We will discuss two types of problems:

Regression
Multiclass classification

We won't be discussing binary classification explicitly. Most of the discussion about neural networks apply to both classes of problems. There are a handful of places where the network has to be specified differently for regression and classification. Watch out for these instances.

Notation¶

Scalars will be represented using normal font, lower-case letters. Vectors will be represented using bold font, lower-case letters. Matrices will be represented using bold font, upper-case letters. When indexing elements of a vector or a matrix, normal font will be used, but the case will be inherited from the object that is being indexed.

\(a\): scalar
\(\boldsymbol{a}\): vector
\(\boldsymbol{A}\): matrix

\(a_i\): \(i^{\text{th}}\) component of the vector and \(A_{ij}\): \(j^{th}\) element in the \(i^{\text{th}}\) row of the matrix. Indices are used minimally as most of the equations are vectorized. This is a convention that we will largely stick to. But we might have to override them in a few occasions. In such situations, the nature of the object should be inferred from the context.

Data¶

The data-matrix is \(\boldsymbol{X}\):

size: \(n \times m\)
\(n\) data-points
\(m\) features

The data-matrix is common to both problems.
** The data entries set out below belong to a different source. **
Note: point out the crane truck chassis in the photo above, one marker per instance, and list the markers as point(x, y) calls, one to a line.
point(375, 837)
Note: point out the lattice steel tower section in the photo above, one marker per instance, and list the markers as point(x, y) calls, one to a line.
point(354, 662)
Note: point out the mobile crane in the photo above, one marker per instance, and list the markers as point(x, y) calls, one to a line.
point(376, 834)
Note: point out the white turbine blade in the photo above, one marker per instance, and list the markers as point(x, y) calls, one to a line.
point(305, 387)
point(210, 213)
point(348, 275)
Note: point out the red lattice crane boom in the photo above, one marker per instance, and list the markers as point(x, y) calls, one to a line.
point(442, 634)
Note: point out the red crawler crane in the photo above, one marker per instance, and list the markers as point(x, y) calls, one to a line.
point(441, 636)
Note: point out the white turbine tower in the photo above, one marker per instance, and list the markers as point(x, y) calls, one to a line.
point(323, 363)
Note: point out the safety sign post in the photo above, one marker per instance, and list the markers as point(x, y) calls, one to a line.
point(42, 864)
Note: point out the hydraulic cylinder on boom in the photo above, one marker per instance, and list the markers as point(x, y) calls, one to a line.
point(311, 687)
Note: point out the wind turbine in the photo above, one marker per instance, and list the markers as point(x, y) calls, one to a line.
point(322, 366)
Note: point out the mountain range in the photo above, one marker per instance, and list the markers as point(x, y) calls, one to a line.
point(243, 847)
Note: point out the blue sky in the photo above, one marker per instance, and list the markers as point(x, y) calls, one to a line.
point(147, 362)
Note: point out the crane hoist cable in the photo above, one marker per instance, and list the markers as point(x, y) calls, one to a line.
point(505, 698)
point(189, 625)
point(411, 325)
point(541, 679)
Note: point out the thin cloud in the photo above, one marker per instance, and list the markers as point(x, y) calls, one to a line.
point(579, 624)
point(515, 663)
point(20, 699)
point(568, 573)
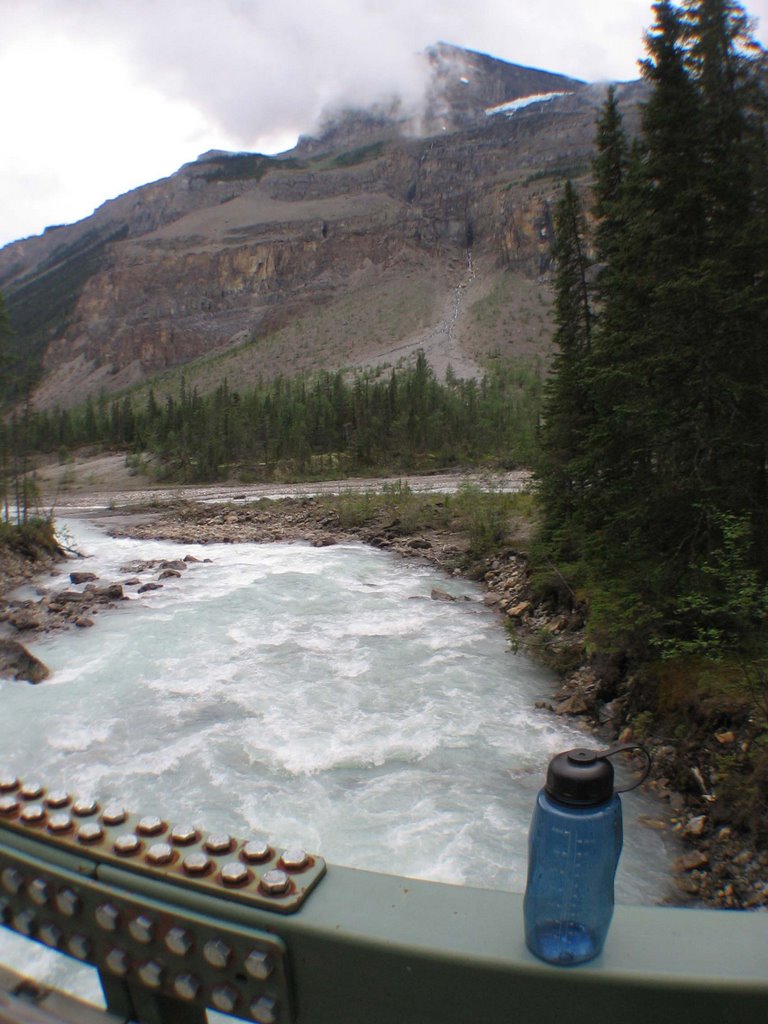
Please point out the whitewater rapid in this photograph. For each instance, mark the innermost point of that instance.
(316, 696)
Labels are represented differently in the case of regression and classification:

Regression¶

The predicted labels for regression is \(\boldsymbol{y}\), a vector of real numbers:

size: \(n\)
\(n\) data-points
single target corresponding to each point

Multiclass Classification¶

The one-hot matrix of labels for a multiclass classification problem is \(\boldsymbol{Y}\):

size: \(n \times k\)
\(n\) data-points
\(k\) classes

Each row of the matrix is a one-hot vector.